We’re not supposed to tell anyone we’re pregnant until 3 months, becuase early miscarriage is just a thing that happens and should be gotten over, and God forbid it might make others uncomfortable.
We have to grieve our losses, appropriately, in private, at the correct volume, for the correct duration or we are unstable, hysterical, need to get over it now, have you considered taking up a new hobby?
We’re supposed to live with the pain of endometriosis because that’s normal and we should stop complaining when the decorators are in, it can’t be that bad.
We’re not allowed to address or even process a traumatic birth because at least the baby is healthy and that’s the main thing, isn’t it?
We can’t say how awful and hard and boring our new baby is because that’s ungrateful and some people would kill to be in your position, you know – you don’t deserve to be a mother.
We can’t share the thought the baby would be better off without us, in case they take it away.
We can’t say we are struggling – with motherhood, work, life, our marriages and relationships, with crippling loneliness and disconnection because that’s failure, other people are doing it all, look at the Facebook pictures.
We can’t talk about waking up in the middle of the night terrified the baby has stopped breathing, even when they’re 8, living the worst case scenario in our heads and fighting off crippling fear every waking moment of every single day – of which there are too many – in case the world thinks we’re mad, because maybe we are.

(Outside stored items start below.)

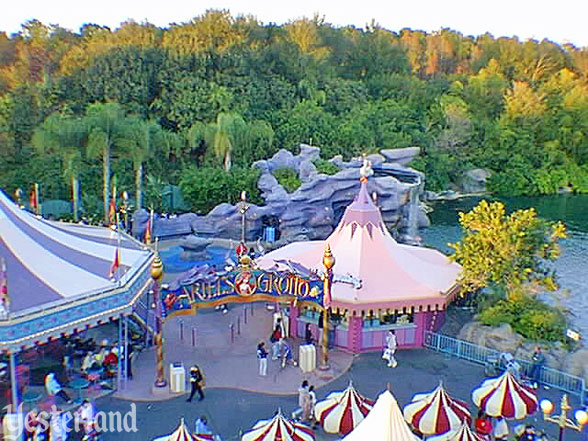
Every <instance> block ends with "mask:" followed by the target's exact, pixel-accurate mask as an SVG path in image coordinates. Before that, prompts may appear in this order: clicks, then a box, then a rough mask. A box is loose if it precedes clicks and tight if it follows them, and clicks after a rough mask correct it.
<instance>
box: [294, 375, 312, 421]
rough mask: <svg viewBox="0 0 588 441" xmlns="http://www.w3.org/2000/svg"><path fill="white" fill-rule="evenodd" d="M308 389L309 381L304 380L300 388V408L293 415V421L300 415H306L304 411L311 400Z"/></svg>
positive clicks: (299, 388)
mask: <svg viewBox="0 0 588 441" xmlns="http://www.w3.org/2000/svg"><path fill="white" fill-rule="evenodd" d="M308 389H309V384H308V380H304V381H303V382H302V384H301V385H300V387H299V388H298V408H297V409H296V410H295V411H294V412H293V413H292V419H297V418H299V417H300V415H304V409H305V407H306V403H307V402H308V399H309V395H308Z"/></svg>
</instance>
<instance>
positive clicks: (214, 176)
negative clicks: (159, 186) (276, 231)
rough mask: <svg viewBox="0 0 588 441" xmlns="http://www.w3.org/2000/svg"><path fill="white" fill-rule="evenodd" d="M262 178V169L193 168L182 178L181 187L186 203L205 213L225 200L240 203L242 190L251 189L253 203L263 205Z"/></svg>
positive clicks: (201, 211) (213, 167)
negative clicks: (258, 180) (259, 174)
mask: <svg viewBox="0 0 588 441" xmlns="http://www.w3.org/2000/svg"><path fill="white" fill-rule="evenodd" d="M258 179H259V170H258V169H252V168H234V169H231V170H230V171H228V172H227V171H225V170H223V169H221V168H214V167H202V168H196V167H190V168H188V169H186V170H185V171H184V173H183V175H182V178H181V179H180V188H181V189H182V194H183V196H184V200H185V202H186V203H187V204H188V205H190V206H191V208H192V209H193V210H196V211H197V212H199V213H202V214H205V213H208V212H209V211H210V210H212V209H213V208H214V207H216V206H217V205H218V204H220V203H222V202H228V203H230V204H234V203H236V202H238V201H239V198H240V195H241V192H242V191H246V192H247V200H248V201H249V202H250V203H253V204H257V205H262V204H263V199H262V198H261V194H260V192H259V189H258V188H257V180H258Z"/></svg>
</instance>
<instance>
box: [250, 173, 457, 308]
mask: <svg viewBox="0 0 588 441" xmlns="http://www.w3.org/2000/svg"><path fill="white" fill-rule="evenodd" d="M325 244H329V246H330V247H331V251H332V253H333V256H334V257H335V260H336V263H335V266H334V267H333V272H334V274H335V283H334V284H333V290H332V303H331V306H332V307H335V308H337V307H340V308H346V309H363V310H366V309H377V308H396V309H399V308H403V307H417V308H418V307H420V306H422V307H427V306H429V307H437V308H440V309H442V308H444V306H445V304H446V303H447V302H448V301H449V300H451V298H450V295H451V294H452V293H453V292H454V291H455V284H456V280H457V277H458V275H459V272H460V270H461V267H460V266H459V265H458V264H456V263H453V262H450V261H449V260H448V259H447V257H446V256H445V255H444V254H442V253H441V252H439V251H436V250H433V249H429V248H423V247H417V246H410V245H403V244H399V243H398V242H396V240H394V238H393V237H392V236H391V235H390V233H389V232H388V229H387V228H386V226H385V225H384V222H383V220H382V216H381V214H380V210H379V209H378V207H377V206H376V205H374V203H373V202H372V199H371V198H370V196H369V192H368V184H367V182H362V184H361V188H360V191H359V193H358V195H357V196H356V198H355V200H354V201H353V202H352V203H351V204H350V205H349V206H348V207H347V209H346V210H345V214H344V215H343V218H342V219H341V222H340V223H339V225H338V226H337V228H336V229H335V231H334V232H333V233H332V234H331V235H330V236H329V237H328V238H327V239H326V240H325V241H308V242H297V243H293V244H290V245H286V246H284V247H282V248H280V249H278V250H275V251H272V252H270V253H268V254H266V255H265V256H263V257H261V258H260V259H258V260H257V262H256V263H257V264H258V265H259V266H260V267H261V268H262V269H271V268H275V267H276V265H277V266H278V268H279V267H280V264H279V263H277V261H280V260H290V261H292V262H297V263H300V264H302V265H304V266H306V267H308V268H312V269H316V270H319V271H321V270H322V267H321V262H322V256H323V251H324V248H325ZM283 269H286V268H283ZM338 275H340V276H352V277H353V278H355V279H357V280H360V281H361V286H360V287H358V286H355V285H353V284H351V283H342V282H337V276H338Z"/></svg>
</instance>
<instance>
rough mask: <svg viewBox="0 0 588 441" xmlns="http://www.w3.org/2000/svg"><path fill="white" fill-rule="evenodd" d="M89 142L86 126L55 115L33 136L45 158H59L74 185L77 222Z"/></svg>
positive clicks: (43, 121)
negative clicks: (82, 157) (85, 148)
mask: <svg viewBox="0 0 588 441" xmlns="http://www.w3.org/2000/svg"><path fill="white" fill-rule="evenodd" d="M87 139H88V130H87V126H86V122H85V121H83V120H81V119H79V118H72V117H67V116H63V115H60V114H57V113H54V114H52V115H50V116H49V117H47V118H46V119H45V121H43V124H42V125H41V126H40V127H39V128H37V130H36V131H35V134H34V136H33V145H34V146H35V148H36V149H37V150H39V151H40V152H41V153H43V154H55V155H58V156H59V157H60V158H61V160H62V162H63V168H64V174H65V177H66V178H68V179H69V180H70V181H71V193H72V198H73V215H74V220H75V221H78V219H79V218H78V214H79V208H80V207H79V199H80V182H79V174H80V169H81V166H82V152H83V150H84V148H85V146H86V143H87Z"/></svg>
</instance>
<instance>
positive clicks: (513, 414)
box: [472, 371, 538, 420]
mask: <svg viewBox="0 0 588 441" xmlns="http://www.w3.org/2000/svg"><path fill="white" fill-rule="evenodd" d="M472 400H473V402H474V404H475V405H476V406H478V407H479V408H480V409H482V410H483V411H484V412H486V414H487V415H489V416H492V417H498V416H503V417H504V418H514V419H517V420H520V419H523V418H526V417H527V416H529V415H531V414H533V413H534V412H535V411H536V410H537V405H538V400H537V395H535V392H534V391H533V390H532V389H531V388H529V387H527V386H523V385H522V384H520V383H519V382H518V381H517V380H515V378H514V377H513V376H512V374H511V373H510V372H508V371H505V372H504V374H502V375H501V376H500V377H497V378H489V379H488V380H486V381H484V382H483V383H482V385H481V386H480V387H479V388H477V389H475V390H474V391H473V392H472Z"/></svg>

And those silences leave women alone in their heads. They leave women’s mental health untreated. They leave too many too normal things a taboo.

If there’s anything that I’ve learned about my own mental health, over the years but particularly recently, it’s that you need to be able to feel your feelings. They are not wrong. Ever. No one else should tell you how to feel, when, for how long, or how to express it.

Not feeling a feeling, suppressing it, denying it, trying to shape it to fit someone else’s expectations, replacing it with another feeling like anger instead of fear or sadness – turns it dark. And it will eat you up from the inside out.

We owe it to ourselves – and to each other – to come out of hiding. To say the things we’re afraid to think out loud. To share our pain, so it is heard and we are witnessed, and so that others can find comfort in the mirror of their own feelings.

I suppose really, that’s what this page has become about. It’s a bit about motherhood, sure. It’s a bit about mental health. It’s a bit about being a girl. But mostly it’s about truth. It’s about not being afraid anymore. And stepping out of the shadows.